Simultaneously criticizing the Supreme Court’s power of judicial review while criticizing cases where it declined to strike down laws regulating economic and health insurance matters, was a sign of an “internally contradictory” and “ignorant” philosophy, Mr. Tribe said. Because the attorney general oversees decisions about which laws the Justice Department will defend and can decide which not to enforce, he said, Mr. Whitaker’s views likely would have faced sharp scrutiny even from Republicans in a confirmation hearing.
“He seems to think much of the fabric of federal law that is part of our ordinary lives violates the Constitution of the United States to which he is evidently going to take an oath,” Mr. Tribe said.
In the 2014 interview, Mr. Whitaker also expressed a range of other conservative views.
He is likely to hold fast to Mr. Sessions’s position in a lawsuit brought by Republican-controlled states seeking to have the Affordable Care Act’s insurance protections for people with pre-existing conditions struck down. Under Mr. Sessions, the department sided with the plaintiffs instead of fighting to keep the law intact. Mr. Whitaker’s 2014 views on the insurance law suggests he will be unlikely to change that position.
“We need to do everything we can to repeal it, defund it, delay it — we need to do whatever it takes,” Mr. Whitaker said of the Affordable Care Act. “It’s having an incredibly negative impact on our economy. What can we do? We need to get a majority in the House and Senate and we need to get this president to change his mind. We need the people to agree with us that it’s such a negative, long-term impact on our economy and it has to be undone.”
He also signaled opposition to abortion rights, saying that he thinks “life begins at conception,” and to same-sex marriage rights, saying that “it’s traditionally been up to the churches and to God to define that.” He expressed frustration that Iowa’s legislature had not pushed back against a state Supreme Court ruling in 2009 that permitted same-sex couples in Iowa to marry.
“Here in the state of Iowa, we can’t even get our elected officials to do anything about it and that’s really frustrating,” he said. “It’s affecting our military. There are chaplains in the military under a lot of pressure to go against their religious beliefs.”

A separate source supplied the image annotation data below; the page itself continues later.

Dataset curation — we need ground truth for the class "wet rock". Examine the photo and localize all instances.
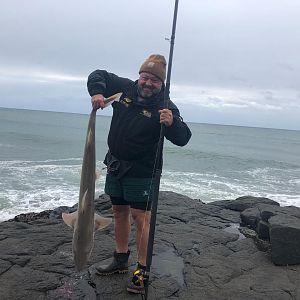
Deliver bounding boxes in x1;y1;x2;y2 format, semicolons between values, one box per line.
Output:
0;192;300;300
269;214;300;265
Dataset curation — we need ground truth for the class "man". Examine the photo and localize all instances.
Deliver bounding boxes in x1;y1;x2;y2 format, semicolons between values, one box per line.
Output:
87;54;191;293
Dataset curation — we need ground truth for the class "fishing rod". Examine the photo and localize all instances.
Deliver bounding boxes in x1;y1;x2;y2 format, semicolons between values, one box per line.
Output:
142;0;179;300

Mr. Whitaker voiced a hard line on immigration, saying he did not believe in “amnesty” for undocumented immigrants who are already inside the country — he did not address the so-called Dreamers, or people brought to the United States as children — and talked about visiting the southwestern border while he was the United States attorney for the Southern District of Iowa during the second term of the Bush administration.